Note that $(-1)^{2n}$ is a subsequence that converges to $1$ and $(-1)^{2n + 1}$ a subsequence that converges to $-1$. Contradiction.
This does not exist. If you have a sequence $\{x_n\}$, then if $x_n \rightarrow l$, for any open interval $I$ with $l\in I$, $x_n\in I$ for all but finitely many $n$. Intuitively, any open interval containing the limit must "eventually absorb" the sequence.
Your sequence has no such behavior. If you take the interval $(.9, 1.1)$, we hve $x_n\not\in I$ if $n$ is odd. Likewise, taking a small interval around $-1$ results in $x_n$ failing to be in that interval if $n$ is even. There is no point you can pick to eventually absorb the sequence, and therefore there is no limit.
A limit of a sequence exists when there is a number $L$ such that for every $\epsilon>0$ there is some $N\in\mathbb N$ such that for every $n>N$ we have $|a_n-L|<\epsilon$.
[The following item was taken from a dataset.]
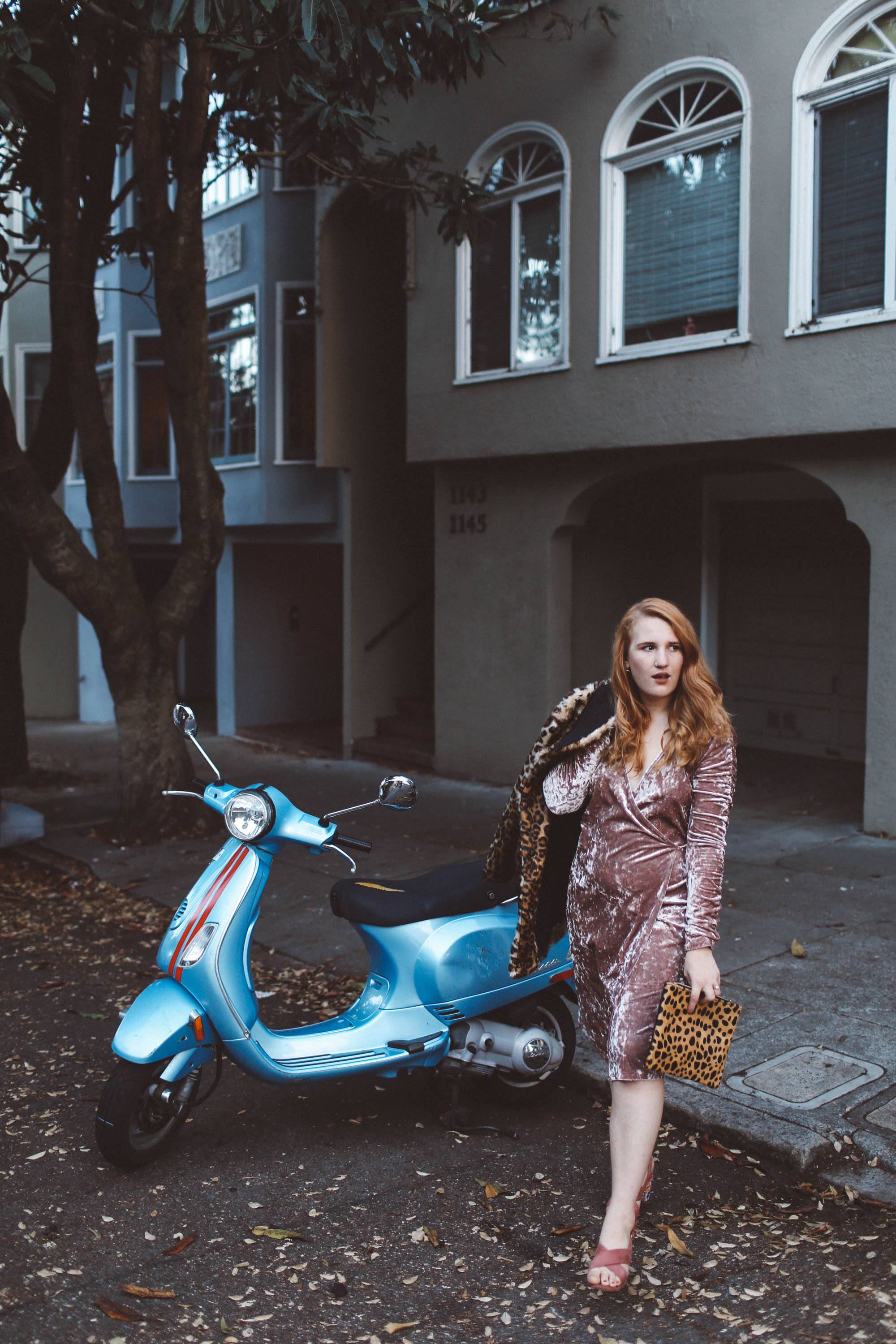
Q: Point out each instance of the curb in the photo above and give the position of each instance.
(728, 1120)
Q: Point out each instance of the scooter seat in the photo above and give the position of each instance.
(456, 890)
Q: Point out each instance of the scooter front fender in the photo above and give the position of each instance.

The limit is infinite if for every $M>0$ there is some $N\in\mathbb N$ such that for all $n>N$ we have $a_n>M$.
In this case $a_n=(-1)^n$, which takes two values: $1,-1$.
We do not even need our counterexample $\epsilon$ to be small, just set $\epsilon=1$. Then for every number $L$ we have:
If $|1-L|<1$ then $|-1-L|\ge 1$, and if $|-1-L|<1$ then $|1-L|\ge 1$.
Therefore for every $N\in\mathbb N$ either $a_{N+1}$ or $a_{N+2}$ is of at least distance of $1$ from $L$, for any given $L$.
The limit cannot be infinite either, for obvious reasons.
We are therefore left only with the possibility that the limit does not exist.